Intussusception is a condition that can cause severe belly pain. It happens when one part of the intestine slides into another part of the intestine. Intussusception can happen with either the small or large intestine.
When one part of the intestine slides into another, it causes a blockage. When the intestine is blocked, air, fluid, and food get stuck. They can’t move through the intestine the way they normally would. This causes symptoms.
Intussusception happens most often in babies and children, especially those younger than 3 years old. In some cases, intussusception is caused by another medical condition. But in most cases, doctors don’t know what caused the intussusception.
Symptoms usually start suddenly. They can include:
- Severe belly pain – The pain comes in waves. At first, episodes of pain happen about every 15 to 20 minutes, but the episodes get closer over time. The pain usually makes children cry and pull their knees up into their belly.
- Bloody bowel movements
- Being very sleepy and hard to wake up
Some children with intussusception have only 1 or 2 of these symptoms. Other children with a small intussusception do not have any symptoms, although this is uncommon. Their doctor might find that they have an intussusception when the child has a test for another reason. Children who have no symptoms might not need treatment.
Yes. Call your child’s doctor or nurse right away if your child has symptoms of an intussusception.
Yes. The doctor or nurse will ask about your child’s symptoms and do an exam.

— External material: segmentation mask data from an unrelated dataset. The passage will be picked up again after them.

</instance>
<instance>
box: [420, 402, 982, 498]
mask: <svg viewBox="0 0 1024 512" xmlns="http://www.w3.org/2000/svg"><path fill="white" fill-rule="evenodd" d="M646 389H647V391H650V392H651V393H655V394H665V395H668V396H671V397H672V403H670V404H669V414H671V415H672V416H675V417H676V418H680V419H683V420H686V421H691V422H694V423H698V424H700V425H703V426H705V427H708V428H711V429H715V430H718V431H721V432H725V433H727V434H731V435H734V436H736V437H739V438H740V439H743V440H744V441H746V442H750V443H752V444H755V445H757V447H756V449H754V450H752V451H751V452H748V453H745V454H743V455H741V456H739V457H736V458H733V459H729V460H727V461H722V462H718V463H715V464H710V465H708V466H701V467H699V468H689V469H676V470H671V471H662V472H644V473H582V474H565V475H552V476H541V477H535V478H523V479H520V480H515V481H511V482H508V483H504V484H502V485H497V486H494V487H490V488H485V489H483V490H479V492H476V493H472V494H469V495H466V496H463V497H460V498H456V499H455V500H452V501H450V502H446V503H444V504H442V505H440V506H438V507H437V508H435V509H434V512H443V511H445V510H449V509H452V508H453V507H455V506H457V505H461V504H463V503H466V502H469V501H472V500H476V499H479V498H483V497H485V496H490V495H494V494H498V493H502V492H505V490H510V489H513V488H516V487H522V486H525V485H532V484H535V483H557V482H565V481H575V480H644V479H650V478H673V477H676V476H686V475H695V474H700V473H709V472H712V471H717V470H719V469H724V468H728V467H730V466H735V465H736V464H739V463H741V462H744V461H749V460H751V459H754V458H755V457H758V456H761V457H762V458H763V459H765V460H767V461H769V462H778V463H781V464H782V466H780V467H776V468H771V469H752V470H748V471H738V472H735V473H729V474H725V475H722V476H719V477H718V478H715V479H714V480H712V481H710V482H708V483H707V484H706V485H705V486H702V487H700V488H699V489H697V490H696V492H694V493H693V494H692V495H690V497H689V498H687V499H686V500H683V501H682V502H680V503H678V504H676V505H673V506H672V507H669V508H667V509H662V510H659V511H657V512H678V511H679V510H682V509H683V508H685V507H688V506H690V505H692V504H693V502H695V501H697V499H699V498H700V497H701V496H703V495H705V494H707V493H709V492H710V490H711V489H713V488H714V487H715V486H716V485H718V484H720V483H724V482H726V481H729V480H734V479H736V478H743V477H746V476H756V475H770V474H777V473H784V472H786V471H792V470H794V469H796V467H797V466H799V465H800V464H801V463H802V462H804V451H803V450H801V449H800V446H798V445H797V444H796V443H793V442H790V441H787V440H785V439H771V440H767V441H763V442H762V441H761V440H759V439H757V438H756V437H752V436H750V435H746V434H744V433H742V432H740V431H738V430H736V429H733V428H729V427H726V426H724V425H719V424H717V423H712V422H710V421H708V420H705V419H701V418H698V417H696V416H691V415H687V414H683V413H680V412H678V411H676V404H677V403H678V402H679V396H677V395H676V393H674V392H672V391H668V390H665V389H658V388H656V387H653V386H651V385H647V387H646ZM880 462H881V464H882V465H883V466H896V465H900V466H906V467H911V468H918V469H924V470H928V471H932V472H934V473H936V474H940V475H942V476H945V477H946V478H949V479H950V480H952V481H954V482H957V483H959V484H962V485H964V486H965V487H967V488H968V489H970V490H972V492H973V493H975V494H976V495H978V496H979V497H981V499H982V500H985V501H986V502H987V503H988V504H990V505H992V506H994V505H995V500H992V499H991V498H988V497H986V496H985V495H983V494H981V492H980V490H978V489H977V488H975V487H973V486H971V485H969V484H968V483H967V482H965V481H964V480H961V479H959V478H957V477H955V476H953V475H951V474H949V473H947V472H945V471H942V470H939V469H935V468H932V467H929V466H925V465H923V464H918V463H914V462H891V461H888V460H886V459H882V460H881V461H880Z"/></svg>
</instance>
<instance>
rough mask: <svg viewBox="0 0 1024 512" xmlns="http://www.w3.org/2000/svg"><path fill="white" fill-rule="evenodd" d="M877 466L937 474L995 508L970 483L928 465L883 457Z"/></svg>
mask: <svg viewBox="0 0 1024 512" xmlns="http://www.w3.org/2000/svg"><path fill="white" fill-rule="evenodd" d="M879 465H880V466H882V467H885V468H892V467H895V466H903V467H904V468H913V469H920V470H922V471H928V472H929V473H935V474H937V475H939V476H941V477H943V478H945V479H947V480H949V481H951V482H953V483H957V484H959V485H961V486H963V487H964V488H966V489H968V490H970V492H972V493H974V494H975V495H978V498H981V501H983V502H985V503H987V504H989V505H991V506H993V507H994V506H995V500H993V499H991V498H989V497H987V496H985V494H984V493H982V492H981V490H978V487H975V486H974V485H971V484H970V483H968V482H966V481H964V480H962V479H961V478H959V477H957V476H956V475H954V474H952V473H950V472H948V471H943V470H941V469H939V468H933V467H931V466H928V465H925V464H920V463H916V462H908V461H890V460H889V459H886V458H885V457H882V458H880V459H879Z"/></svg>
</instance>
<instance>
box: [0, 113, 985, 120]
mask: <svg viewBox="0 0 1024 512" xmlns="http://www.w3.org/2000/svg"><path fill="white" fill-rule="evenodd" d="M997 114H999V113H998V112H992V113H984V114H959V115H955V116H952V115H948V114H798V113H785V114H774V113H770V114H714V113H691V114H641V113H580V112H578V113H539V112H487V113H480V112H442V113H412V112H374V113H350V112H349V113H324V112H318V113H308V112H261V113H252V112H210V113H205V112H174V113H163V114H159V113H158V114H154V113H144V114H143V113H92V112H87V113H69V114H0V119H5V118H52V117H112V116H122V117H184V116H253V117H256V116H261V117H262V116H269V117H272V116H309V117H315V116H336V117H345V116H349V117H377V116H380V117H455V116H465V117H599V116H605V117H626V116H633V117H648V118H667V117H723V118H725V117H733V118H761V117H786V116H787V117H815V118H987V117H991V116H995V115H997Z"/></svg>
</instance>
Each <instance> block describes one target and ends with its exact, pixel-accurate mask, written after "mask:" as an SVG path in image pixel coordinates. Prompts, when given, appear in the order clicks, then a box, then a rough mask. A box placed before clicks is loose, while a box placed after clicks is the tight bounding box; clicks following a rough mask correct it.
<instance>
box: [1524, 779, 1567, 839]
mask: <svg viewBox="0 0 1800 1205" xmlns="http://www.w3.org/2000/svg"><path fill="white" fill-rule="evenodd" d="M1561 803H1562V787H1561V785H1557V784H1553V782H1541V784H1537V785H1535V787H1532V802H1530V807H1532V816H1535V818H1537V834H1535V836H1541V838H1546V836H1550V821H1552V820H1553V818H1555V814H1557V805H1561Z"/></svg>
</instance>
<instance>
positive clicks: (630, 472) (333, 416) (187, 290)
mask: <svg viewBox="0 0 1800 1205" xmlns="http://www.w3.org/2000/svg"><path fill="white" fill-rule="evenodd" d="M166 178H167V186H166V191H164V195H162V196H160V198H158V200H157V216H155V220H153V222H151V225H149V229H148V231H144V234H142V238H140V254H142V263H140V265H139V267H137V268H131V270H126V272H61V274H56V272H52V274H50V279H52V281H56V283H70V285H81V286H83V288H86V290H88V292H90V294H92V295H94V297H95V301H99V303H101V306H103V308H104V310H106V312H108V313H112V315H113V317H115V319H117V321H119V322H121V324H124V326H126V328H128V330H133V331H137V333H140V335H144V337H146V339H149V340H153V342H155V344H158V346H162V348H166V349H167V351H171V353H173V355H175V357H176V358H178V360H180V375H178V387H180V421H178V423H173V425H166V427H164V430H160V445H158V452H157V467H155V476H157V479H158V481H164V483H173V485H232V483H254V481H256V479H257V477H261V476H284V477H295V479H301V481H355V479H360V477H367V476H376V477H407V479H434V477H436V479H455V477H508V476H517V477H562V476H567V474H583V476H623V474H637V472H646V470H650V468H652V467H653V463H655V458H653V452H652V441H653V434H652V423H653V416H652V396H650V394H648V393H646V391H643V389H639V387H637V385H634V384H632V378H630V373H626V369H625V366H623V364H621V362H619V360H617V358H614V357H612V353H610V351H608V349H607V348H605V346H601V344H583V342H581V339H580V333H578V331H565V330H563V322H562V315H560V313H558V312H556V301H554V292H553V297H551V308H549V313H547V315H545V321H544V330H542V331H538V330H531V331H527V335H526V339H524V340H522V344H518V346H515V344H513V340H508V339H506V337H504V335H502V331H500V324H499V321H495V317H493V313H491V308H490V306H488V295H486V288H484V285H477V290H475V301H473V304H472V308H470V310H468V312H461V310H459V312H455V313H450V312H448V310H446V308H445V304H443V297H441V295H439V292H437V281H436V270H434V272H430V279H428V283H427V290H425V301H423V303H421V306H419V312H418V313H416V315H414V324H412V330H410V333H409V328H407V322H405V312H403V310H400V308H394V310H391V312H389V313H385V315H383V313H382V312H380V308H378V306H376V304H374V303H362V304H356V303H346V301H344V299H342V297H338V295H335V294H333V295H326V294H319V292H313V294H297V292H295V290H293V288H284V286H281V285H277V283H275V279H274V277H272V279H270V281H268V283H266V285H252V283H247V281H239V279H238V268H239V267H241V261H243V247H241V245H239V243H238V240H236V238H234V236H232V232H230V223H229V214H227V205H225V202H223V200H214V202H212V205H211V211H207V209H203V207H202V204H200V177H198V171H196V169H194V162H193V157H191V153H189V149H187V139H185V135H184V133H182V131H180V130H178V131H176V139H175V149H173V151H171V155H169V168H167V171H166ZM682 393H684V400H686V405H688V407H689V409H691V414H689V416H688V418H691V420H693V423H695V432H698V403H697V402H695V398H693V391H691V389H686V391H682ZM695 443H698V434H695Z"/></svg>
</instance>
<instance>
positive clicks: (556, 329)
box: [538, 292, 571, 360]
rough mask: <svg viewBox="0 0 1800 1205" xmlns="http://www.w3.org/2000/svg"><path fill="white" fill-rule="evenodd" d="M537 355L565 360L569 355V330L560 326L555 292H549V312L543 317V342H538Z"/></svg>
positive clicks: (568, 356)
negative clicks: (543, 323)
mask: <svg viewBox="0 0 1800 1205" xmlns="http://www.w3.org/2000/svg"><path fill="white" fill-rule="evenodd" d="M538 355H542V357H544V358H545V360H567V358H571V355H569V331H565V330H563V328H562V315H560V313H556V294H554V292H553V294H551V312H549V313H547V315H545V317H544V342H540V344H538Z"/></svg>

They will do an imaging test of the belly, such as an X-ray or ultrasound. Imaging tests create pictures of the inside of the body.
The doctor will do a few things to treat your child’s intussusception.
First, they will probably give your child fluids through a thin tube that goes into a vein, called an “IV.”
Then, the doctor will fix the intussusception. There are different ways to do this. They include:
- A procedure called “nonoperative reduction” – This is also sometimes called an “air enema” or “contrast enema.” It is not surgery. For this procedure, the doctor will put a tube into your child’s rectum and push air or a special fluid into the tube. The air or fluid will go into the rectum and through the intestine. As the air or fluid reaches the intussusception, it makes the stuck intestine slide back out of the other part of the intestine. To see what they are doing, the doctor will do an ultrasound or X-ray during this procedure.
Some children will get a “nasogastric tube.” This is a tube that goes into the nose, down the esophagus, and into the stomach. The tube will suck up the fluid and air in the stomach. This will help your child feel better and keep them from vomiting.
- Surgery – If the intussusception could not be fixed with the nonoperative reduction, or if the intussusception has caused problems, your child will probably need surgery.